AR-M 1000390

Clinical data
- Other names: ARM-390

Identifiers
- CAS Number: 209808-01-5 209808-47-9 (HCl);
- PubChem CID: 9841259;
- IUPHAR/BPS: 9005;
- ChemSpider: 8016974;

Chemical and physical data
- Formula: C_{23}H_{28}N_{2}O
- Molar mass: 348.490 g·mol^{−1}
- 3D model (JSmol): Interactive image;
- SMILES CCN(CC)C(=O)C1=CC=C(C=C1)C(=C2CCNCC2)C3=CC=CC=C3;
- InChI InChI=1S/C23H28N2O/c1-3-25(4-2)23(26)21-12-10-19(11-13-21)22(18-8-6-5-7-9-18)20-14-16-24-17-15-20/h5-13,24H,3-4,14-17H2,1-2H3; Key:SMUGAZNLKPFBSB-UHFFFAOYSA-N;

= ARM390 =

Opioid-analgesic compound

ARM-390 is an opioid-analgesic compound selective for the delta opioid receptor.

It is an exceptionally selective, potent δ opioid receptor agonist with an EC_{50} of 7.2±0.9 nM for δ agonist potency.

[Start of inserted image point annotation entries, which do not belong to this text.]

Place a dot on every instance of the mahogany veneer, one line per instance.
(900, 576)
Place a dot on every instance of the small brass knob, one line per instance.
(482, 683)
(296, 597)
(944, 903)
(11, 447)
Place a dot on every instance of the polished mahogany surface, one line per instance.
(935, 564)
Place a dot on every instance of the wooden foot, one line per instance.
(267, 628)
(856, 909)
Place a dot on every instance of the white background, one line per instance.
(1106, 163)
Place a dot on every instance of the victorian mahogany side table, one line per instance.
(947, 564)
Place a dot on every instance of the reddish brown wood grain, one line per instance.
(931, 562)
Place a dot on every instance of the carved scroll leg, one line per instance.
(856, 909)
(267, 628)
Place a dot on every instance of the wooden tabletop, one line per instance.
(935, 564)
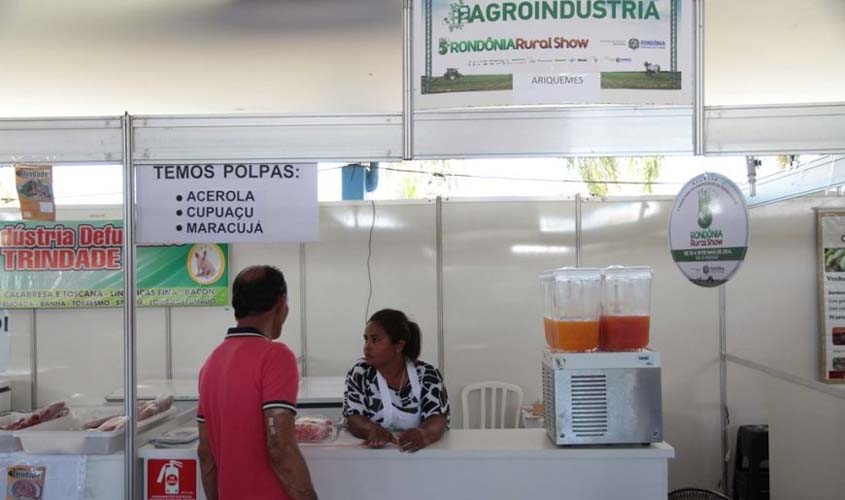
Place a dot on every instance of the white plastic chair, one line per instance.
(502, 410)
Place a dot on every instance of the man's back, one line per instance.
(245, 375)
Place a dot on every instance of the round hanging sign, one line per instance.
(708, 229)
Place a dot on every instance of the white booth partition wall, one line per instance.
(774, 351)
(684, 329)
(749, 43)
(202, 56)
(370, 256)
(493, 253)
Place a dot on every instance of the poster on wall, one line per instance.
(494, 52)
(34, 184)
(830, 227)
(79, 264)
(232, 202)
(708, 229)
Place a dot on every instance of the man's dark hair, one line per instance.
(256, 290)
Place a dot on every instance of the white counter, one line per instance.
(313, 391)
(489, 464)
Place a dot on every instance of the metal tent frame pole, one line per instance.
(129, 323)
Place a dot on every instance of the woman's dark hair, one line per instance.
(398, 327)
(256, 290)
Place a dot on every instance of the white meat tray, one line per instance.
(66, 436)
(8, 441)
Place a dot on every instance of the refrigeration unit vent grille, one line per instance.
(549, 402)
(589, 405)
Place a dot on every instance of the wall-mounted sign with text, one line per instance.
(237, 202)
(494, 52)
(830, 227)
(708, 229)
(80, 264)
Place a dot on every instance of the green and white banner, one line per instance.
(830, 227)
(79, 264)
(708, 229)
(494, 52)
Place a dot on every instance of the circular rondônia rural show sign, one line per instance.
(708, 229)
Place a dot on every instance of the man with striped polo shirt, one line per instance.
(247, 400)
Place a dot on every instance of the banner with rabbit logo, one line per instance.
(79, 264)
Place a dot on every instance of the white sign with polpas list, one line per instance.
(227, 203)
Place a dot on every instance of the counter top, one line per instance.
(459, 443)
(312, 390)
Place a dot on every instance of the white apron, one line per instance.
(393, 418)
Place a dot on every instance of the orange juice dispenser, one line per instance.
(626, 308)
(577, 305)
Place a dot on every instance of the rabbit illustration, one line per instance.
(205, 268)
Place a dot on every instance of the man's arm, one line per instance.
(208, 467)
(285, 458)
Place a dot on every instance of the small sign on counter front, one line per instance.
(171, 480)
(210, 203)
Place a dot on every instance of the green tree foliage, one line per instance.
(646, 169)
(595, 172)
(433, 180)
(786, 161)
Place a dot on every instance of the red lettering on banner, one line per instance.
(61, 259)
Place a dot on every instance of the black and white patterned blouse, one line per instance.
(362, 394)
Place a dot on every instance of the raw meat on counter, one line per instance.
(39, 416)
(314, 429)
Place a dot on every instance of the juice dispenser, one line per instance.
(626, 308)
(577, 305)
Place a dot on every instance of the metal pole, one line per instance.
(578, 202)
(168, 342)
(129, 286)
(441, 334)
(33, 360)
(698, 102)
(303, 317)
(723, 385)
(407, 80)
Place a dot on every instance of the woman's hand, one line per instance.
(378, 437)
(413, 440)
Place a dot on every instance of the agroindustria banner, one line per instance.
(79, 264)
(492, 52)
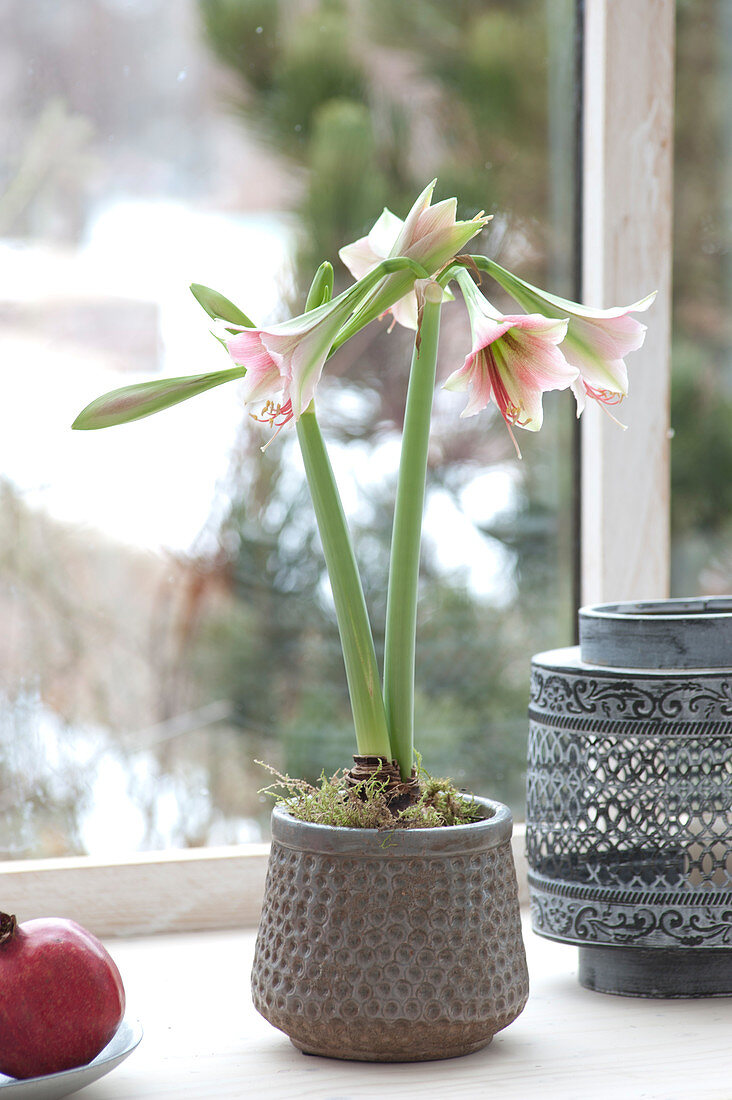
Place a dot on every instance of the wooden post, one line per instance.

In contrast to the delta-opioid selective agonist SNC-80, ARM390 was not found to produce receptor desensitization following multiple administrations. Although behavioral desensitization formed to the analgesic effect of ARM390 through a receptor internalization-independent mechanism, anxiolytic effects persisted during long-term treatment. ARM390 has been dubbed a "low-internalizing agonist" of delta opioid receptors.